Organisations may need legal advice about whether there are direct conflicts, or merely inconsistencies, between BEAR and other regimes. Although APRA may exempt an ADI or AP from a BEAR obligation, if it would contravene a foreign law, APRA’s current position is that it will look to discuss the circumstances of each entity, and be apprised of the specific examples of conflict, to test whether there is a direct contravention of overseas laws by meeting BEAR obligations.

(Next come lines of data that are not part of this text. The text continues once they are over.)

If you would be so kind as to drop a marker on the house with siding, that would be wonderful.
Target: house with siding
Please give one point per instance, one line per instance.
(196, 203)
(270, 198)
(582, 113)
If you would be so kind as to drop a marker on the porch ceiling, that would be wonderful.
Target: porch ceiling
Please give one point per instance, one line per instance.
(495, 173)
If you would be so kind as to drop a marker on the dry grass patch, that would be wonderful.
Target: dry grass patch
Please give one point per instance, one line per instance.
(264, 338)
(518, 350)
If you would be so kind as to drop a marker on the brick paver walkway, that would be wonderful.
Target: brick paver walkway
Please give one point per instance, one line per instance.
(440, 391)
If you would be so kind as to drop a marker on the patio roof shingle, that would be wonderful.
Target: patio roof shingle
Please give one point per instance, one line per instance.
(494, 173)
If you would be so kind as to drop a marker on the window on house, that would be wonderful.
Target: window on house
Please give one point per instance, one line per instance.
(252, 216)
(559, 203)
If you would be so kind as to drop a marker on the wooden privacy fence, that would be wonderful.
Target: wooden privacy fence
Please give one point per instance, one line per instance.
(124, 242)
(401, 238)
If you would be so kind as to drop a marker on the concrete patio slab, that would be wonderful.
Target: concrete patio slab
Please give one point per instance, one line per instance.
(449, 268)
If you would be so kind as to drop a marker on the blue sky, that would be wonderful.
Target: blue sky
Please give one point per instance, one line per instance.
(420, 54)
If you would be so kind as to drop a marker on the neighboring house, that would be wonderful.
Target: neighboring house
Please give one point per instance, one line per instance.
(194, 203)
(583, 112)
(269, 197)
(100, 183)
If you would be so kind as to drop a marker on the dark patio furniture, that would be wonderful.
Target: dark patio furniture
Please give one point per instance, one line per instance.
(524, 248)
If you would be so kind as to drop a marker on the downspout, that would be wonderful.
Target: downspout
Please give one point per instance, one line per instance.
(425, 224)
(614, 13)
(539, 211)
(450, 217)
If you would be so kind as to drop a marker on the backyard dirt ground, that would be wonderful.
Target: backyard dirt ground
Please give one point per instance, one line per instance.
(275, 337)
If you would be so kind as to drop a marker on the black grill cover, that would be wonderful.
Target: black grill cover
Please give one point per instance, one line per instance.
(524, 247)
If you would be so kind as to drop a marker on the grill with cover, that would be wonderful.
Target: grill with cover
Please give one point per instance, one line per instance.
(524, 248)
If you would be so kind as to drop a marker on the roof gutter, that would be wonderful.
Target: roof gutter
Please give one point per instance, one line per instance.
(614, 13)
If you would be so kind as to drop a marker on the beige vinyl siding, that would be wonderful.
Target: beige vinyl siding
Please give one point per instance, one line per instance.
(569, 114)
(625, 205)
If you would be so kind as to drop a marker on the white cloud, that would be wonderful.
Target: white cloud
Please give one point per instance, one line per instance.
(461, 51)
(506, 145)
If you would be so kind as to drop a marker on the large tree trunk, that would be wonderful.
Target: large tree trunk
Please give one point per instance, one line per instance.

5. Uncertainty in the legislation

Some wording in the legislation is ambiguous, and appears to conflict with the Explanatory Memorandum, no doubt in part due to the Government’s short consultation and somewhat rapid passage of the law. In addition, late amendments seem to create some uncertainty as to the start date of certain remuneration deferral requirements for small and medium ADIs.

There continues to be uncertainty about the meaning of terms such as “prudential standing” and “prudential reputation”, for which some guidance from APRA may be useful.

APRA has, at this stage, taken the view that, unless it sees a clear requirement to, it will not introduce any additional specified responsibilities, or exercise any of its other class order or similar powers.

In the near term, APRA is not planning to release any additional guidance or update Prudential Standards for BEAR, but plans to review these for consistency with BEAR after 1 July 2018.


6. Remuneration arrangements

Firms have been considering current remuneration arrangements, assessing whether they meet BEAR obligations, and if they don’t, making relevant changes. APRA’s chairman has recently stated that Directors should consider the period over which a significant issue could play out, and consider whether a four-year deferral of variable remuneration is enough. If Boards determine a longer period is needed, APRA’s expectation seems to be that Boards will adopt that.  


7. Governance structures

Compliance with BEAR will be underpinned by clear, logical and effective governance structures. Both the ADI and APs need to meet accountability obligations, and good governance helps to deliver this, as well as to support it with evidence of effective decision-making. 

Reviewing delegations and policies will also be important, to ensure that delegates understand what has been delegated to them, and that the AP can appropriately oversee their performance of those delegated functions.


Ultimately, BEAR should not be viewed as simply a compliance or a human resource exercise.  The regime may initially require a change to some systems, controls, and administrative tasks, but BEAR is intended to drive better governance, decision-making, and clearer accountabilities. 

Firms should use this as an opportunity to take a fresh look at how they operate their business, and potentially streamline and resolve longstanding governance shortcomings, and use BEAR to drive cultural change in the organisation.